The ability of dinosaurs to construct radiation detectors, take measurements, and record the results has not yet been proven, and it is quite likely that they did not actually do any such thing. Yet we know the half-lives of elements that are longer than the time that dinosaurs ruled the Earth.

In order to explain how this is possible, it is first necessary to clarify what the half-life is. A radioactive isotope has an unstable atomic nucleus. Its number of protons and neutrons causes it not to hold together very well. Sooner or later, it will decay so the resulting structure will be more stable.

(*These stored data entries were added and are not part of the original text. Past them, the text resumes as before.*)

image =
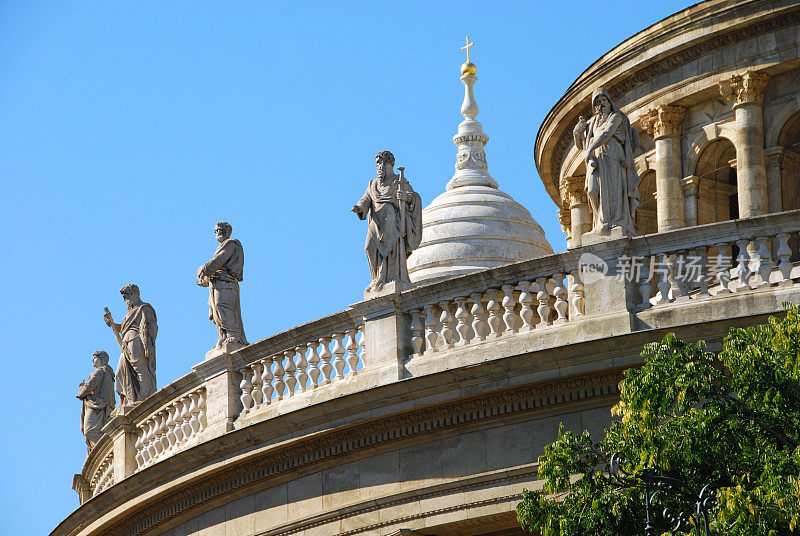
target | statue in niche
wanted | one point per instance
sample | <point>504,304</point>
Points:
<point>612,184</point>
<point>136,336</point>
<point>222,275</point>
<point>97,395</point>
<point>395,225</point>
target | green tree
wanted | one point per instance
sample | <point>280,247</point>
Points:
<point>731,420</point>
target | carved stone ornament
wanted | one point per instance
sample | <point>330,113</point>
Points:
<point>222,275</point>
<point>664,120</point>
<point>394,210</point>
<point>747,88</point>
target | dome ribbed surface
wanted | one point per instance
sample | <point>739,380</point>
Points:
<point>471,228</point>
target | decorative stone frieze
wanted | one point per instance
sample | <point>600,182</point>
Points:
<point>664,120</point>
<point>747,88</point>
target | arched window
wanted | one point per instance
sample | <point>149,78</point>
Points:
<point>789,139</point>
<point>646,217</point>
<point>717,198</point>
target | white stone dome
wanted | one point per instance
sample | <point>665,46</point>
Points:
<point>473,225</point>
<point>471,228</point>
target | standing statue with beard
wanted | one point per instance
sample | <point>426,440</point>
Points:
<point>395,225</point>
<point>136,335</point>
<point>222,275</point>
<point>612,184</point>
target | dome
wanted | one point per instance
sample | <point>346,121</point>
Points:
<point>473,225</point>
<point>471,228</point>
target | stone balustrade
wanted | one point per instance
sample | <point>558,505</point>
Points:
<point>537,304</point>
<point>302,367</point>
<point>171,428</point>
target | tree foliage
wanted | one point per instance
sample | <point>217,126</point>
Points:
<point>730,420</point>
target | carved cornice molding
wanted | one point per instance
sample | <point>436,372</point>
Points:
<point>747,88</point>
<point>668,63</point>
<point>286,460</point>
<point>664,120</point>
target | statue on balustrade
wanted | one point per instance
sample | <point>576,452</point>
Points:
<point>395,225</point>
<point>612,183</point>
<point>222,275</point>
<point>136,336</point>
<point>97,394</point>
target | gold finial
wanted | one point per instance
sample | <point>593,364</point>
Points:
<point>469,67</point>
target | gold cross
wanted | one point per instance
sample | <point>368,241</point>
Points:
<point>467,48</point>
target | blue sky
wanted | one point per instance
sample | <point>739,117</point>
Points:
<point>130,128</point>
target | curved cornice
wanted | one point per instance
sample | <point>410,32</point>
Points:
<point>644,58</point>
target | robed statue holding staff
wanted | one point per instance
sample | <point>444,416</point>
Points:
<point>394,210</point>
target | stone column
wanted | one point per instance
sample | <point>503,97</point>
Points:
<point>746,91</point>
<point>580,213</point>
<point>774,166</point>
<point>664,123</point>
<point>689,185</point>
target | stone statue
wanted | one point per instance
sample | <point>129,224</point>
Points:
<point>612,183</point>
<point>222,275</point>
<point>395,225</point>
<point>97,394</point>
<point>136,335</point>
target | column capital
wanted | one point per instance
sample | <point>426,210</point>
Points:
<point>664,120</point>
<point>747,88</point>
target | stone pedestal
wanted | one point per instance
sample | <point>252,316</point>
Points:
<point>664,123</point>
<point>580,213</point>
<point>746,91</point>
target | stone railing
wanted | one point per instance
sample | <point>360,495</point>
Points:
<point>170,429</point>
<point>308,362</point>
<point>533,305</point>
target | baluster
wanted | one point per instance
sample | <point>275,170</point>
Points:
<point>171,439</point>
<point>525,300</point>
<point>664,285</point>
<point>186,416</point>
<point>430,330</point>
<point>313,363</point>
<point>362,342</point>
<point>325,356</point>
<point>509,303</point>
<point>280,385</point>
<point>543,309</point>
<point>201,409</point>
<point>723,275</point>
<point>765,264</point>
<point>257,393</point>
<point>462,316</point>
<point>702,274</point>
<point>302,364</point>
<point>338,351</point>
<point>266,380</point>
<point>416,332</point>
<point>784,253</point>
<point>681,276</point>
<point>561,305</point>
<point>352,350</point>
<point>743,269</point>
<point>290,379</point>
<point>495,321</point>
<point>247,389</point>
<point>578,300</point>
<point>194,412</point>
<point>447,324</point>
<point>138,447</point>
<point>645,289</point>
<point>178,419</point>
<point>479,325</point>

So-called radioactive decay can take many forms. For example, the nucleus expels an alpha particle, i.e. the nucleus of a helium atom made up of two protons and two neutrons. It can also change a proton into a neutron, or vice versa, and expel the excess electron or positron produced by this transformation. This is called beta decay. Or it simply breaks into several pieces in spontaneous fission.

Scientists try to theoretically calculate the half-life from the configuration of protons and neutrons, but this method is not always reliable. So they often choose a more precise method of measurement.

Although we have a lot of data about the nucleus of an atom, if we put one atom of a particular isotope on the table in front of us, we can’t tell if it will decay now or after a thousand years. If we put a few billion of them in front of us and start measuring, we find that atoms decay gradually. Here one, there another. Over a period of time, half the atoms we've prepared will decay. And that time is called the half-life.

Naturally, no one sat by a pile of uranium-238 for four and a half billion years to watch half the atoms decay during that time.

The half-life can also be perceived in another way. As the probability that a given atom will decay, for example, in the next minute. For elements with a long half-life this probability is small, while elements with a short half-life have a high chance of decaying in the next minute. Then all you have to do is take a sufficiently large number of atoms of a given isotope and measure how many decay in a minute or hour. Then you can calculate the half-life of the isotope.

The matter is simplified by the fact that a mere gram of uranium contains about 6 × 10²³ atoms, so there are plenty of samples to measure. If we consider the aforementioned isotope 238, in that amount of atoms, about 45 million should decay in one hour. Which is already well measurable and then from such a measurement the half-life can be calculated. The help of dinosaur scientists is not necessary at all.